Fractures of the shoulder joint involve breaking one of the three bones of the shoulder: the clavicle, humerus, or scapula. Clavicle and proximal humerus fractures are often caused by a direct blow from an accident, fall, or collision. The scapula is harder to fracture than these two bones, so fractures of it are usually caused by high energy trauma.
The symptoms of a shoulder fracture include pain while moving the arm, swelling, bruising, limited range of motion, and “grinding” feeling when moving. Additionally, a bump on the shoulder is characteristic of a fractured clavicle.
The nonsurgical treatment for shoulder fractures initially includes rest and immobilization. A sling or figure 8 strap is used for the first 3-8 weeks after surgery. After the immobilization period, physical therapy and home exercises can help improve strength and motion. Most shoulder fractures can be treated without surgery.
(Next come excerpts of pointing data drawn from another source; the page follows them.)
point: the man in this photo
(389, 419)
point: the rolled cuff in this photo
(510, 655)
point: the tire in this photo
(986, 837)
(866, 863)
Surgery is needed for more serious injuries, and often involves fixation with plates and screws. For more severe cases partial shoulder replacement surgery, reverse shoulder replacement nonunion fracture surgery, and malunion shoulder fracture surgery are options.
After surgery, you may need assistance with daily functions for 5-10 days, but can return to school or work after this period. When pain in the shoulder resides, you can resume shoulder movement, and exercises will be helpful for recovery. You can return to sports or regular activity once full strength is regained, which typically occurs about six months after injury.